En dépit de l'inflation, les Français ont continué à soutenir financièrement les associations et fondations, souligne la 5e édition du baromètre de la solidarité réalisé par Ipsos pour la fondation Apprentis d'Auteuil. « Pour 6 Français sur 10, la dégradation du pouvoir d'achat est jugée forte ces deux dernières années. Pour autant, la part des donateurs a augmenté en 2023 », explique ainsi Etienne Mercier, directeur du pôle Opinion et Santé chez Ipsos. En effet, 51 % des Français déclarent avoir réalisé au moins un don l'an dernier, soit 1 point de plus qu'en 2022.Pour ce baromètre, l'institut de sondage interroge 1.000 personnes majeures représentatives de la population française. Afin de mesurer spécifiquement le comportement des ménages très aisés, s'y ajoutent 500 personnes issues d'un foyer aux revenus annuels nets dépassant 120.000 euros. En 2023, ces riches donateurs, qui représentent environ 2 % des foyers fiscaux, ont atteint un niveau record. 81 % d'entre eux ont déclaré avoir réalisé au moins un don, soit la plus forte proportion depuis la création de ce baromètre en 2019.

Malgré l'inflation

« Malgré l'inflation, la perte de donateurs entre 2022 et 2023 a été très faible. Seulement 2 % ont arrêté de donner. C'est encore plus vrai pour les hauts revenus, seulement 1 % d'entre eux déclarent ne pas avoir donné en 2023 alors qu'ils l'avaient fait en 2022 », commente Etienne Mercier. Sur le terrain, Stéphane Dauge, directeur de la communication et de la levée de fonds pour Apprentis d'Auteuil, constate ce maintien des contributeurs tout en le nuançant. « En 2023, la fondation a perdu peu de donateurs conséquents. En revanche, l'inflation a dégradé la capacité des dona teurs plus modestes à exprimer leur générosité. Ils continuent à soutenir nos actions, mais certains n'ont pas pu réitérer leur contribution », indique Stéphane Dauge.

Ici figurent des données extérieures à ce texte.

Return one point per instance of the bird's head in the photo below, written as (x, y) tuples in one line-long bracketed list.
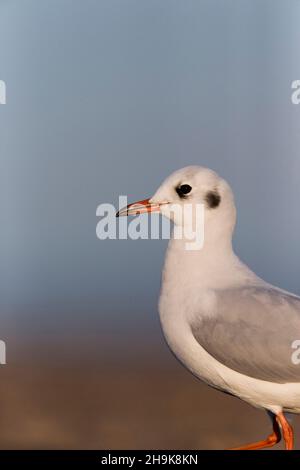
[(192, 185)]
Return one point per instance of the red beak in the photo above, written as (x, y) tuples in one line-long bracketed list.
[(139, 207)]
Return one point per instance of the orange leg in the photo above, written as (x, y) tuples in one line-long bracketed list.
[(271, 440), (287, 431)]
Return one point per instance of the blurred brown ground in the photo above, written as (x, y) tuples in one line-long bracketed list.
[(81, 394)]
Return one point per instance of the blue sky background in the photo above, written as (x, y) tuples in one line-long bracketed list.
[(108, 97)]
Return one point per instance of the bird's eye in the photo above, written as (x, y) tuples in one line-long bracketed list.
[(183, 190)]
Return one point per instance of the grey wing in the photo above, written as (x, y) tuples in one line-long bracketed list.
[(253, 331)]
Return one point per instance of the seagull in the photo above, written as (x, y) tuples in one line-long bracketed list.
[(226, 325)]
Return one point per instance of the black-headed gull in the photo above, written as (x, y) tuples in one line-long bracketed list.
[(230, 328)]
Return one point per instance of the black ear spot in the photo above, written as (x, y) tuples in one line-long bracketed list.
[(212, 199)]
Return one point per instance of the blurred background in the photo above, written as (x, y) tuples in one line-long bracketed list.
[(106, 98)]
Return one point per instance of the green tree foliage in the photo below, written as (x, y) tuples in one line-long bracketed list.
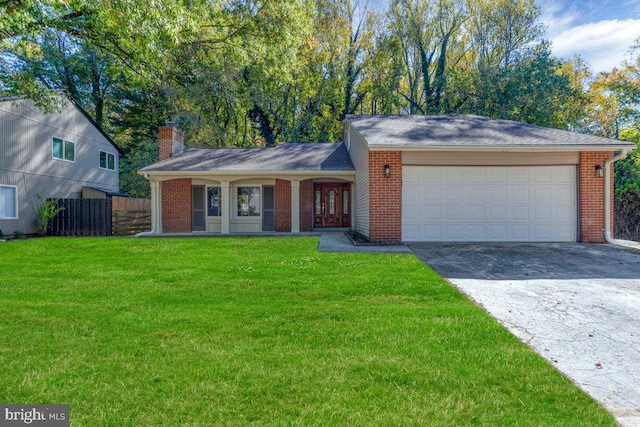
[(244, 73)]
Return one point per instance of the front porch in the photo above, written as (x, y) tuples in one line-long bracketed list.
[(248, 206)]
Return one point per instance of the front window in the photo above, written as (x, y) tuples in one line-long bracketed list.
[(64, 150), (107, 161), (8, 202), (214, 197), (248, 201)]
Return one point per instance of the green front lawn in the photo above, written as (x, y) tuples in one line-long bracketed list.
[(265, 331)]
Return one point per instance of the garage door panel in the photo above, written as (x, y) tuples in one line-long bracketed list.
[(490, 203), (519, 194), (496, 176), (518, 213), (474, 194), (497, 212), (474, 233), (496, 194), (476, 213)]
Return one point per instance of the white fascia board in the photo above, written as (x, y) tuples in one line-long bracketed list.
[(235, 175), (502, 148)]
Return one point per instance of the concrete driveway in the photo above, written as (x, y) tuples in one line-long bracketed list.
[(577, 305)]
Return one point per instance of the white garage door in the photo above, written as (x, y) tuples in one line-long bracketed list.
[(489, 203)]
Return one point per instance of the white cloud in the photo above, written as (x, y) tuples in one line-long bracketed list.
[(602, 44), (556, 17)]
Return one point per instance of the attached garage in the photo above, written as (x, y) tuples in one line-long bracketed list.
[(489, 203), (467, 178)]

Outre leur proportion record, la somme moyenne donnée par les très riches aux organismes caritatifs a également atteint un plus haut depuis l'existence du baromètre. En 2023, ils déclarent avoir versé en moyenne 2.686 euros, contre 2.372 euros en 2022. « Ce don moyen annuel dépasse de plus 9 % l'élan de générosité manifesté à la suite de la crise sanitaire et aux premiers confinements », observe Stéphane Dauge. En effet, en 2020, les personnes appartenant aux 2 % des foyers les plus aisés avaient donné en moyenne 2.463 euros aux associations et fondations.

« Même si nous avons l'habitude de dire que chaque don compte, qu'il soit de 5 ou de 1.000 euros, les donateurs aux hauts revenus sont essentiels. Leur participation accrue l'an passé m'amène à penser qu'ils ont pris conscience de leur possibilité et de leur responsabilité de venir en aide aux plus démunis », explique le porte-parole de la fondation Apprentis d'Auteuil. Les avantages fiscaux associés aux legs et aux dons participent aussi à motiver les riches donateurs.

Illustration en 2018 : la transformation de l'impôt de solidarité sur la fortune (ISF) en impôt sur la fortune immobilière (IFI), à l'origine d'une division par 2,7 du nombre de ménages assujettis s'était traduite par une baisse du nombre de donateurs de 5 %. « A la fondation Apprentis d'Auteuil, nous avons rattrapé le niveau de collecte perdu en 2018. En revanche, le pic de dons du printemps, traditionnellement poussé par la déclaration des impôts, reste moindre depuis la fin de l'ISF », confie Stéphane Dauge.Selon les statistiques dévoilées en ce mois d'avril par l'administration fiscale, 33.400 foyers à l'IFI ont indiqué avoir effectué des dons à des organismes d'intérêt général en 2023, un nombre de donateurs en hausse de 6,6 % par rapport à 2022. Ils ont donné l'année passée pour un montant total de 208 millions d'euros, en hausse de 7,8 % sur un an, soit un don moyen de 6.200 euros par contribuable donateur redevable de l'IFI.